App developers should be upfront about ads and making you pay

yahoo weather ads
Credit: Derek Walter

Updating your Android apps should be a benign process, not one that ends in a race to see how fast you can delete an app from your phone. Yet such was the case when a couple of my formerly favorite apps dropped in some unwelcome surprises.

First was the texting app HelloSMS. The formerly free app suddenly began asking for a monthly tithe of $3, $9, or $19 in order to keep it "ad free." The ads didn't appear right away, but I didn't wait around. The payments may be "voluntary," but suddenly dropping a fee on you for a once-free product is no way to keep a customer around. Farewell HelloSMS, we hardly knew ye.

The next annoyance came from Yahoo Weather, which is generally the best-looking weather app on Android. 

It doesn't look so good now that it has a giant ad greeting you on each page. I don't want to know if a storm is brewing in the latest lame TV show from Fox—I want to find out if I'm destined for another day of the California drought.

yahoo weather

A weather app should tell you about real storms, not inclement relationship events.

Worse yet, the ads are only in the Android version. Is there something about Android users that makes Yahoo think they are less worthy of the pure version that appears on the iPhone and iPad? 

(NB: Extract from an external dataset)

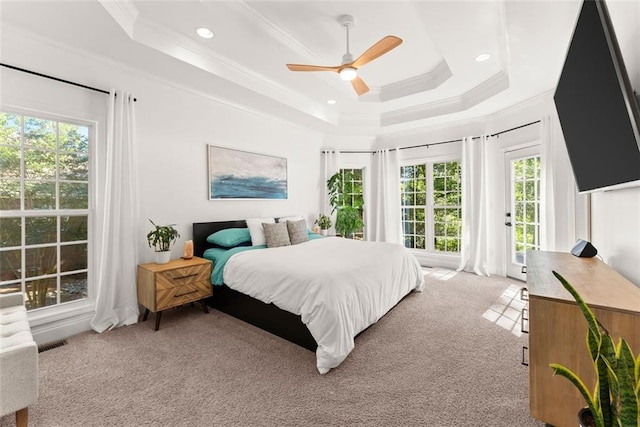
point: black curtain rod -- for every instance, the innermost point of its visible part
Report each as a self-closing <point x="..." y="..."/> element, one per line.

There is a better way. When an app launches, it should say up front what the situation is with regards to asking you for money. If it's going to host ads, offer an in-app upgrade to nix them. A few dollars is well worth the cost of a quality app - my favorite weather app is AccuWeather Platinum, which is $3. 

hellosms

Have a spare $19 per month? You can always support helloSMS.

The same could be said for helloSMS - given that Hangouts is rather hit and miss in how it handles messaging, a one-time fee would be worth it for the well-designed texting app.

These practices aren't good for the Android ecosystem. They feel like a bait-and-switch, which can just turn people off next time they are tempted to hit that "Install" button. 

Yes, developers should get paid for their apps, and too many people have been conditioned to expect free software. But keep it consistent and don't drop unpleasant surprises on those who like your app. If you subvert your customer's trust in this way, you open the door to a competitor that will be straight with us from the start.